Ferromagnetic and metamagnetic transitions in itinerant electron systems: a microscopic study

TL;DR

This study provides a detailed microscopic analysis of ferromagnetic and metamagnetic transitions in itinerant electron systems, revealing complex phase diagrams with multiple wing structures and Lifshitz transitions influenced by particle-hole symmetry breaking.

Contribution

It introduces a comprehensive microscopic model capturing the rich phase behavior and Lifshitz transitions in itinerant ferromagnets, extending beyond traditional Landau theory.

Findings

Discovery of additional wing structures near quantum critical end points

Fermi surface vanishing at the quantum critical end point

Control of entropy jump through wing tilting

Abstract

We perform a microscopic study of itinerant ferromagnetic systems. We reveal a very rich phase diagram in the three-dimensional space spanned by the chemical potential, a magnetic field, and temperature beyond the Landau theory analyzed so far.

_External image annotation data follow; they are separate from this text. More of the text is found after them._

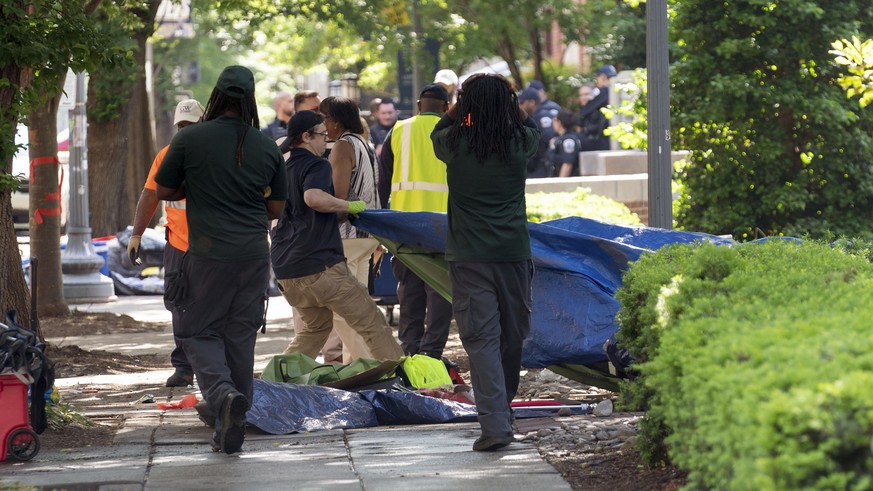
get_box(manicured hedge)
[525,188,640,225]
[617,240,873,490]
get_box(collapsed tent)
[355,210,733,368]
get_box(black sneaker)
[473,435,515,452]
[219,391,249,455]
[167,370,194,387]
[194,400,215,428]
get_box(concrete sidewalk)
[0,297,570,491]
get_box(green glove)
[127,235,142,264]
[348,201,367,216]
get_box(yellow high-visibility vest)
[391,113,449,213]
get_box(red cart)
[0,372,39,462]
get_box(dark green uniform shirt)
[155,116,288,262]
[431,115,539,262]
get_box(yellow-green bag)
[402,355,452,389]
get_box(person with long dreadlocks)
[431,75,539,451]
[155,66,288,454]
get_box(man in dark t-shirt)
[270,111,403,360]
[155,66,287,454]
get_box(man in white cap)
[579,65,618,152]
[433,68,458,109]
[127,99,203,387]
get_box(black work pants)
[449,260,533,437]
[174,253,270,431]
[391,257,452,358]
[164,242,194,374]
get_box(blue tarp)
[246,379,476,435]
[355,210,733,368]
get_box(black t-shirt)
[155,116,288,262]
[270,148,346,279]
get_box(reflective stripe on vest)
[391,181,449,193]
[387,117,449,212]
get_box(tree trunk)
[88,76,132,237]
[527,27,549,90]
[0,66,34,339]
[126,32,156,226]
[28,77,70,317]
[88,0,160,236]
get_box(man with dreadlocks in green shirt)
[155,66,288,454]
[431,75,539,451]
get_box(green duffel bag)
[261,353,341,385]
[261,353,399,389]
[400,355,452,389]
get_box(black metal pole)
[646,0,673,229]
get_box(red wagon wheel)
[6,428,39,462]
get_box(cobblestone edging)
[516,370,643,468]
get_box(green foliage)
[525,188,640,225]
[542,65,594,111]
[617,240,873,489]
[830,36,873,108]
[603,68,649,150]
[0,0,119,166]
[671,0,873,240]
[46,403,95,430]
[585,1,646,70]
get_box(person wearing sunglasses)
[270,111,403,366]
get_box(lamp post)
[61,73,116,303]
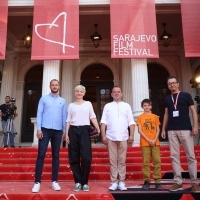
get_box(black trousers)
[68,126,92,185]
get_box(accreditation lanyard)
[171,91,180,110]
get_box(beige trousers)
[168,130,198,184]
[142,146,161,183]
[108,139,127,182]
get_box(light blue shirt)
[37,93,67,133]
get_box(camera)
[194,95,200,104]
[8,98,17,117]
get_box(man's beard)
[51,90,58,94]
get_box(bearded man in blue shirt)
[32,79,67,193]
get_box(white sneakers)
[32,181,61,193]
[32,183,40,193]
[109,182,118,190]
[52,181,61,191]
[109,181,127,191]
[118,181,127,190]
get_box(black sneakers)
[142,181,150,190]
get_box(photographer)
[0,96,18,147]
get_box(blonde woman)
[66,85,100,192]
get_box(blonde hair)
[74,85,86,93]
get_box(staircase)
[0,146,200,181]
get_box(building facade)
[0,0,200,146]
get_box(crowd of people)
[0,76,200,193]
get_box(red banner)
[0,0,8,60]
[181,0,200,57]
[31,0,79,60]
[110,0,159,58]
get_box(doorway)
[21,65,43,142]
[147,64,170,141]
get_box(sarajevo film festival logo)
[35,12,74,53]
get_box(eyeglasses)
[167,82,178,86]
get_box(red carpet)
[0,146,200,200]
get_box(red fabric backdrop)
[181,0,200,57]
[0,0,8,60]
[110,0,159,58]
[31,0,79,60]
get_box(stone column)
[61,60,74,105]
[15,81,25,146]
[42,60,60,96]
[180,51,199,144]
[131,59,149,146]
[180,51,195,97]
[12,57,20,98]
[122,59,133,106]
[0,52,15,104]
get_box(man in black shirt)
[161,76,200,192]
[0,96,17,147]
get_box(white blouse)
[66,101,96,126]
[101,101,135,141]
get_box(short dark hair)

Besides a generic wing structure near a tricritical point upon introducing the magnetic field, we find that an additional wing can be generated close to a quantum critical end point (QCEP) and also even from deeply inside the ferromagnetic phase. A tilting of the wing controls the entropy jump associated with the metamagnetic transition. Ferromagnetic and metamagnetic transitions are usually accompanied by a Lifshitz transition at low temperatures, i.e., a change of Fermi surface topology including the disappearance of the Fermi surface. In particular, the Fermi surface of either spin band vanishes at the QCEP. These rich phase diagrams are understood in terms of the density of states and the breaking of particle-hole symmetry in the presence of a next nearest-neighbor-hopping integral t', which is expected in actual materials. The obtained phase diagrams are discussed in a possible connection to itinerant ferromagnetic systems such as UGe2, UCoAl, ZrZn2, and others including materials exhibiting the magnetocaloric effect.